The Biennale College—Theater project has the spirit of an artistic workshop: a place for hypotheses and comparing notes, a space open to encounters and to experimentation. The Biennale Theater is intended to present itself as a useful moment for artists, scholars, spectators, enthusiasts. A genuine centre of ideas around the possibilities of theatre entrusted to masters and experts from all over the world to share and experiment. Biennale College—Theater will take place from 30 July to 10 August 2014. Playwrights, directors, actors, set designers, theorists, leading personalities will share their knowledge with more than 200 participants from all the world at the college. Prestigious international companies will develop their future projects. We will approach masters and artists engrossed in talks and performances. Twelve days of intense theatre activity within the reach of Venice’s visitors.
Ivan Fedele
The contribution of the Venice Biennale’s Music Sector to the Monditalia project consists of two performances closely associated with the theme of the event, with two particular references to the recent history of Italy. Kater i Rades, a chamber opera by Albanian composer Admir Shkurtaj performed in collaboration with the Cantieri Teatrali Koreja of Lecce, conducted by Salvatore Tramacere, takes another dramatic event from Italy’s recent history as its theme: the sinking of the Kater I Rades ship in the Strait of Otranto.
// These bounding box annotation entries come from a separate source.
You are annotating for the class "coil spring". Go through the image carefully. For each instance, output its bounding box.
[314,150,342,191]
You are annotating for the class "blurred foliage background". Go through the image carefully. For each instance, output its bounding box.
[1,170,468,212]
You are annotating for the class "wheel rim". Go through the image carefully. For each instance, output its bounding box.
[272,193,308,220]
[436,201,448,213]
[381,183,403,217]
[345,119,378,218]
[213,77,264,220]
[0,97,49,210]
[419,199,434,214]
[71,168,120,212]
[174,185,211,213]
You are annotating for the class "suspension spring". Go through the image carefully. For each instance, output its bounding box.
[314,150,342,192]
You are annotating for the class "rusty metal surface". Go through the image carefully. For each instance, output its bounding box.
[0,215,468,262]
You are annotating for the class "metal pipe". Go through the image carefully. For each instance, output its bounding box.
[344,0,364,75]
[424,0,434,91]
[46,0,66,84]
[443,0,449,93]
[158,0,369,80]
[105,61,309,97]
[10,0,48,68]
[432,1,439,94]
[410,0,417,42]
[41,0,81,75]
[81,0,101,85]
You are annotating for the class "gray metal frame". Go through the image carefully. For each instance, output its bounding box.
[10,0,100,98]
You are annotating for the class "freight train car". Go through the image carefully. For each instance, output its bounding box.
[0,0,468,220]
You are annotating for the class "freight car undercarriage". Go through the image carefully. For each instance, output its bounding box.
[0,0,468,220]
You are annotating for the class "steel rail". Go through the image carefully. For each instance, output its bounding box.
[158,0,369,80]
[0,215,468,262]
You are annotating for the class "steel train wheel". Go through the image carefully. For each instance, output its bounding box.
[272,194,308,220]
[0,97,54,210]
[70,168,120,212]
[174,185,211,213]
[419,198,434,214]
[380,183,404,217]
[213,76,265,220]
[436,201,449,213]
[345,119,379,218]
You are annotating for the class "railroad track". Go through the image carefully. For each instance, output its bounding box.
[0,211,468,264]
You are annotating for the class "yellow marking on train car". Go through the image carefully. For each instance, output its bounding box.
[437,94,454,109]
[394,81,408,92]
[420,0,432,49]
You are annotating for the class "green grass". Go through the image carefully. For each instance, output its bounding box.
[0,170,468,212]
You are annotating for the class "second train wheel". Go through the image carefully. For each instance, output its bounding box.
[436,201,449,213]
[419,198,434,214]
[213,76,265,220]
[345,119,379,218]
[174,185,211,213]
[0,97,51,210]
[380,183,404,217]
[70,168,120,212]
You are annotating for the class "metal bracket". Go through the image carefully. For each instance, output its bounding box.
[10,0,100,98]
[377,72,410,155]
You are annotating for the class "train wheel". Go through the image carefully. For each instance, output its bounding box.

The albanian ship, loaded with 120 refugees fleeing an Albania in open revolt, came into collision with the Italian navy’s Sibilla, which was trying to prevent its arrival on Italian shores. On that Good Friday in 1997, more than eighty people lost their lives. The event became a tragic symbol of the boat people seeking a country that might give them their freedom and dignity as human beings. Finally, Compasso de navegare offers the historic theme of the Mare Nostrum, the Mediterraneum. The performance takes the form of a concert by the GEO (Galata Electroacoustic Orchestra) comprising musicians from the universities and conservatories of Istanbul, Barcelona, Cagliari, and Genoa, conducted by Roberto Doati and Tolga Tüzün. Ethnic music and improvisation blend with an electronic setting that multiplies and develops the seductive sounds.